Merritt listed the common elements that the CSB has found in every investigation:

  • The process safety management rules for hazard awareness identification were not fully implemented.
  • Written procedures were either nonexistent or so poor that they did not reflect how to operate a process safely.
  • Training was either nonexistent or so poor that it did not allow operators to understand how to operate when things were not only going well, but when things were going very badly.
  • Maintenance and management of change were poor.
  • Emergency preparedness is important, but what the CSB found in many of the investigations is that even for small releases, operations emergency preparedness did not exist.
  • Community responders and people in the community did not know what to do in the event of a release.
  • Incident investigations.
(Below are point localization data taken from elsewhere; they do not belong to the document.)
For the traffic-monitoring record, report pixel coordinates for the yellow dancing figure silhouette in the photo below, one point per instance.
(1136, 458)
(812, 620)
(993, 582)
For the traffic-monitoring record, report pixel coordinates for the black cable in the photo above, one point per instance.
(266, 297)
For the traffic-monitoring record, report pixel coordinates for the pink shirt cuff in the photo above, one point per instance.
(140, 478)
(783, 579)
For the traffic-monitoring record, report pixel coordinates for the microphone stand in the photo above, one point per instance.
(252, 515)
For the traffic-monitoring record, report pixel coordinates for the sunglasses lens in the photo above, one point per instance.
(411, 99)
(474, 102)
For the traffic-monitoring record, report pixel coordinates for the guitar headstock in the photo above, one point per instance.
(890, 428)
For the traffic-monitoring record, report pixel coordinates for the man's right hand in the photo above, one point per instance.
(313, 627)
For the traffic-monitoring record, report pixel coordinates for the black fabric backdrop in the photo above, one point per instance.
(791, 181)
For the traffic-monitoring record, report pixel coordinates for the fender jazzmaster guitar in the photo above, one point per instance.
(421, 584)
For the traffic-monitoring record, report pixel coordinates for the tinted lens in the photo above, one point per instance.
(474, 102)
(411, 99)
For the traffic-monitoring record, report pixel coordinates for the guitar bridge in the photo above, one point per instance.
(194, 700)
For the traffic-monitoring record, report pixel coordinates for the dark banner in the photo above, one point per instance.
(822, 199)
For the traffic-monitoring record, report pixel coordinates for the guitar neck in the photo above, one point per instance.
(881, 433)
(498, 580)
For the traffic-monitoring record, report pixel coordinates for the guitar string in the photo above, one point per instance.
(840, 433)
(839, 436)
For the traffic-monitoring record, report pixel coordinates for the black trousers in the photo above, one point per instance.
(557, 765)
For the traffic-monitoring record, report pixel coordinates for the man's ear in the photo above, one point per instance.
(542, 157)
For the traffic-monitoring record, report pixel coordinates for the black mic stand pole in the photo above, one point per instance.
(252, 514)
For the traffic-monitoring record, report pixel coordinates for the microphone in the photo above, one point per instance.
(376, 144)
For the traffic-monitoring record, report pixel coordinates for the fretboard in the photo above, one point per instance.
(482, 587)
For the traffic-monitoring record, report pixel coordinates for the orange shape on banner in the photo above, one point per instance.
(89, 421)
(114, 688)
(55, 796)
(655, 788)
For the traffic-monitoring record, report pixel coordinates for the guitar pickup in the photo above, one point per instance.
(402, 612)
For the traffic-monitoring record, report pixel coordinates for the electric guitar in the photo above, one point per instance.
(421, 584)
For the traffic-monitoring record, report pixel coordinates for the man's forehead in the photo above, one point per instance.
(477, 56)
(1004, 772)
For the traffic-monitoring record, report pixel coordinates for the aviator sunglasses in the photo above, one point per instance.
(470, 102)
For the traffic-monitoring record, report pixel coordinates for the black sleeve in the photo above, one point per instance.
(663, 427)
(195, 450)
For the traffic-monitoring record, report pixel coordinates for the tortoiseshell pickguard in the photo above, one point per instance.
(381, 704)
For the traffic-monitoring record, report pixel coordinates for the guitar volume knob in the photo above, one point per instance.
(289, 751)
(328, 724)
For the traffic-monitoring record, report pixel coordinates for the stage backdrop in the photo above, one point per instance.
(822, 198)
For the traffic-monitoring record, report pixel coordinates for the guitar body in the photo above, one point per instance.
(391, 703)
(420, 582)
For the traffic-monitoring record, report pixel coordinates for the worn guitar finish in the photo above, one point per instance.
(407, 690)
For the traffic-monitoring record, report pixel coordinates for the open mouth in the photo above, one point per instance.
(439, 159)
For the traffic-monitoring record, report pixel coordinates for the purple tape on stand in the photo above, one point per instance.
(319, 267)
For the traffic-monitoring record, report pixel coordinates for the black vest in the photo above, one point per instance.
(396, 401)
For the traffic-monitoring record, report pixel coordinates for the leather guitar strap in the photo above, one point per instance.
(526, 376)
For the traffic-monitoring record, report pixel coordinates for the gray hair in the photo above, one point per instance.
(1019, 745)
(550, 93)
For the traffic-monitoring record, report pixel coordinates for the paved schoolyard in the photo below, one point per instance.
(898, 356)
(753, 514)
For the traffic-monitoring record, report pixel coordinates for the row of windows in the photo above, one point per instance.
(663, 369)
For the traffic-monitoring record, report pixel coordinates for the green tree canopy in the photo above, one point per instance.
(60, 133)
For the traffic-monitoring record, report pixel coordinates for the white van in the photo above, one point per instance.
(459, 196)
Near misses are supposed to be investigated, corrected, and reported; however, many were not.
  • Most facilities perform some kind of auditing. Most of the audits done were either not responded to, not corrected, or they didn’t recognize a growing risk path to a catastrophe.
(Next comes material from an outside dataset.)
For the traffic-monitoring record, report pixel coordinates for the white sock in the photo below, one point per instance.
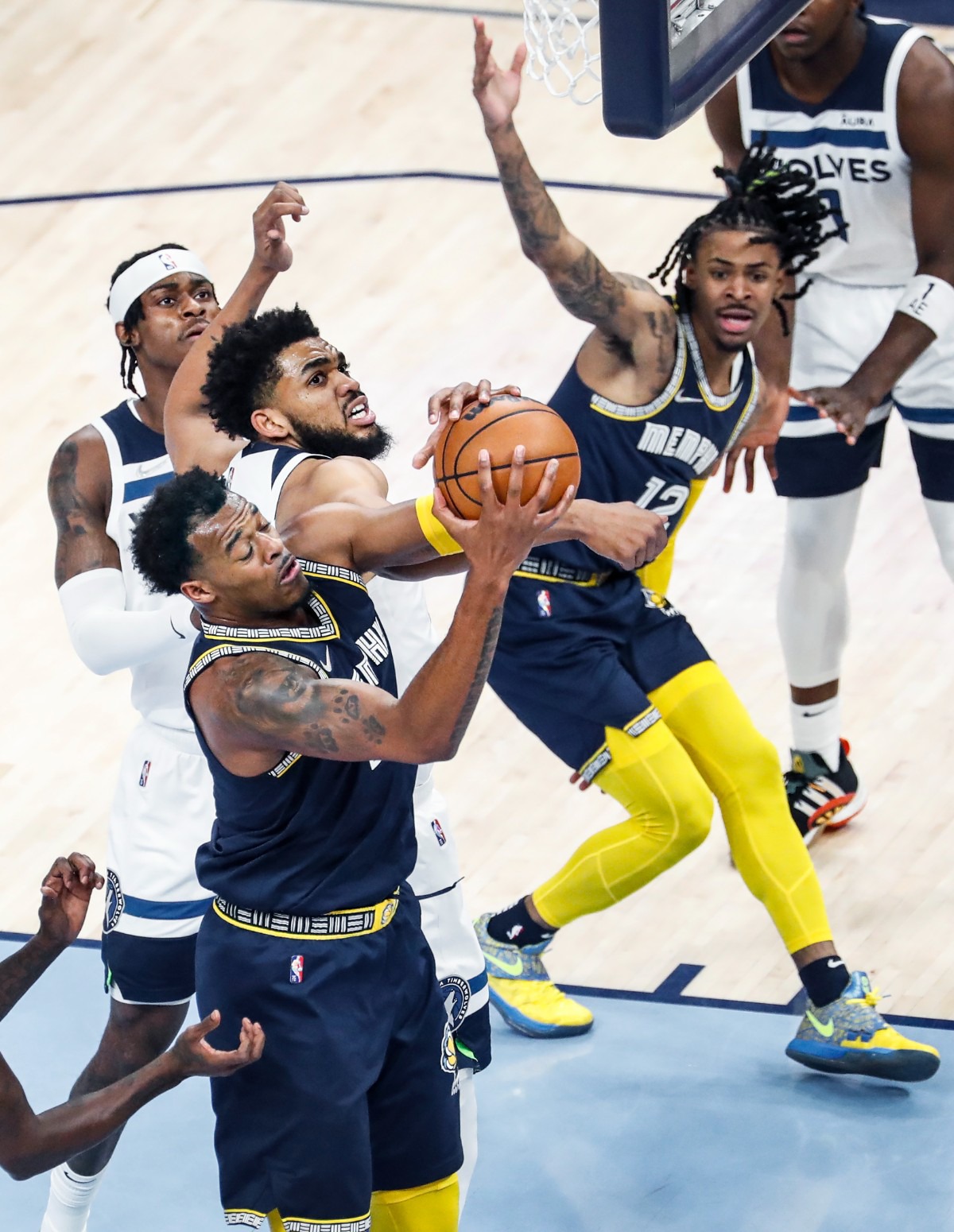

“Operations cultures and corporate cultures do not want to address these problems,” Merritt said. “And therefore they choose not to do the process safety implementation that would prevent these catastrophic events from happening.”

Unintended consequences

Corporate culture is “the intentional management of the potential impact of unintended business decision consequences,” said Merritt. “Companies do not intend to kill people. You have to believe that because the alternative is unthinkable.”
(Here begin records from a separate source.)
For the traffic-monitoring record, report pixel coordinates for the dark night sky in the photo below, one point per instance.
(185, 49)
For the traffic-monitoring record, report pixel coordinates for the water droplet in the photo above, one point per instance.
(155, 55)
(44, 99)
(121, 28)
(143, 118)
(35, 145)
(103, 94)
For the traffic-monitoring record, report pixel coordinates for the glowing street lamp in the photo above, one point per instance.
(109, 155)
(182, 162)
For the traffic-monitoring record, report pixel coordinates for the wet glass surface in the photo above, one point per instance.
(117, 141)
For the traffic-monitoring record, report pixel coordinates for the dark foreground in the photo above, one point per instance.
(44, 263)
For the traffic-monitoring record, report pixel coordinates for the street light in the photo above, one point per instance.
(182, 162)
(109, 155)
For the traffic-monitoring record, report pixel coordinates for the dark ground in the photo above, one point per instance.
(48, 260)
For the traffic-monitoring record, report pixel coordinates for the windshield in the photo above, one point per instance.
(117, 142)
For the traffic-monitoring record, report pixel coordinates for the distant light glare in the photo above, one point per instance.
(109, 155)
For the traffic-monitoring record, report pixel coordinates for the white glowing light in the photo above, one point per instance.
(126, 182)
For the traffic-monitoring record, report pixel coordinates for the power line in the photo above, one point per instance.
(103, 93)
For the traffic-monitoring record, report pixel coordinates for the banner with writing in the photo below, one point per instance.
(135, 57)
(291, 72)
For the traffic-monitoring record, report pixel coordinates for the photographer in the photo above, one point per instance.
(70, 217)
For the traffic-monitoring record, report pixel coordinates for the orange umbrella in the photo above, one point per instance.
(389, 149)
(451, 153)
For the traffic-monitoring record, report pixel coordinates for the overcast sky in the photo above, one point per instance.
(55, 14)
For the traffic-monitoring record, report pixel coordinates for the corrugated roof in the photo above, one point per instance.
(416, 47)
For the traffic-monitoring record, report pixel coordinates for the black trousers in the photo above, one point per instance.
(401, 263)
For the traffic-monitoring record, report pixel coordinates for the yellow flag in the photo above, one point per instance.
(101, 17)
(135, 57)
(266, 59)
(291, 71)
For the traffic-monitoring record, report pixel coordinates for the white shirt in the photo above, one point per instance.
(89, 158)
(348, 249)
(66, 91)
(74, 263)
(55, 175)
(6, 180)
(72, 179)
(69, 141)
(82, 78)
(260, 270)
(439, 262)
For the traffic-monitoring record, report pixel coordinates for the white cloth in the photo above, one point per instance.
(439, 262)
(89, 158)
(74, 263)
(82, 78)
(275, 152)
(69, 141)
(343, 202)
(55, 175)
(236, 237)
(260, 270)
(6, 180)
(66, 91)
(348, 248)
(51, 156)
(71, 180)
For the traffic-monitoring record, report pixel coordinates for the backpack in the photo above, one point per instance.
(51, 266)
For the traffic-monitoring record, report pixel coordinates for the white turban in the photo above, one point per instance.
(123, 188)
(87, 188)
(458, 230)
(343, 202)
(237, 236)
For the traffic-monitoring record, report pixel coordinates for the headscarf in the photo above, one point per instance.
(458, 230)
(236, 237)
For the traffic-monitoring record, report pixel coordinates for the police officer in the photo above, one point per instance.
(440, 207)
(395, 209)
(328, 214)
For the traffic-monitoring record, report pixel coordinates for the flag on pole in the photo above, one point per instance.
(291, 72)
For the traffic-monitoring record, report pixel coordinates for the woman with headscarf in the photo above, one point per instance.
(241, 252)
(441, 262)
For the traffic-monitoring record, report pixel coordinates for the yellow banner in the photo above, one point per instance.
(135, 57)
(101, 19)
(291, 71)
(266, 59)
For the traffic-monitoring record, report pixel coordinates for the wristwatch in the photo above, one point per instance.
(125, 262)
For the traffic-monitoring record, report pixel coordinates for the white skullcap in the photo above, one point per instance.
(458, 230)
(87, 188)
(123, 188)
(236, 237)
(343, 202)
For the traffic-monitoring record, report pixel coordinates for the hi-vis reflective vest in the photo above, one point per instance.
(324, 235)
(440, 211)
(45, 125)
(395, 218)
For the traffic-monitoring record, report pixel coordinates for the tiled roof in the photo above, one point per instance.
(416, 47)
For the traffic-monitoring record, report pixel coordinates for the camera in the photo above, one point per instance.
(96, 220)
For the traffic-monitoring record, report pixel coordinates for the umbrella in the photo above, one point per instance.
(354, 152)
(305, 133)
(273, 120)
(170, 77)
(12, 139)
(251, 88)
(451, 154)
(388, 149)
The commonalities in many of the events, according to Merritt, include the failure to recognize, investigate, and correct warning events; reduction in well-trained personnel and qualified, experienced management; loss of sound engineering, safety practices, maintenance, and mechanical integrity; significant impact of cost cutting on safety, revealed by audits possibly; and escalating risk, which is reported to and denied by executive management.

Merritt said that companies must understand the difference between risk blindness and risk denial.

“Risk blindness is not knowing that a hazard exists,” she said. “Risk denial is that you know that a hazard exists, and you may even know that it’s growing, but you accept the fact that you’re going to live with that risk because you don’t think anything bad is going to happen on your watch.”

Hazard management has to begin with hazard recognition. “If there was one thing you could change, it would be tearing down barriers for people reporting catastrophic or even minor upsets without retribution,” she said.

According to Merritt, the documentation exists that could prevent many of the catastrophic events from happening-letters to management, committee reports, requests by safety officers, budget proposals, insurance inspectors comments, engineering recommendations, and vendor recommendations.

The BP accident had these unintended consequences, according to Merritt:

  • Lost reputation, goodwill, and corporate image.
  • Lost earnings and production.
  • Diminished stock price vs. its competitors.
  • Fund managers have been seeking resignations and retribution and been getting them.
  • BP has spent $2 billion in litigation and there are still 1,700 cases still pending.
  • The company has been before congress three times in the past year.
  • There’s international scrutiny in all their operations.
  • The organization has been restructured and there has been the loss of executive management.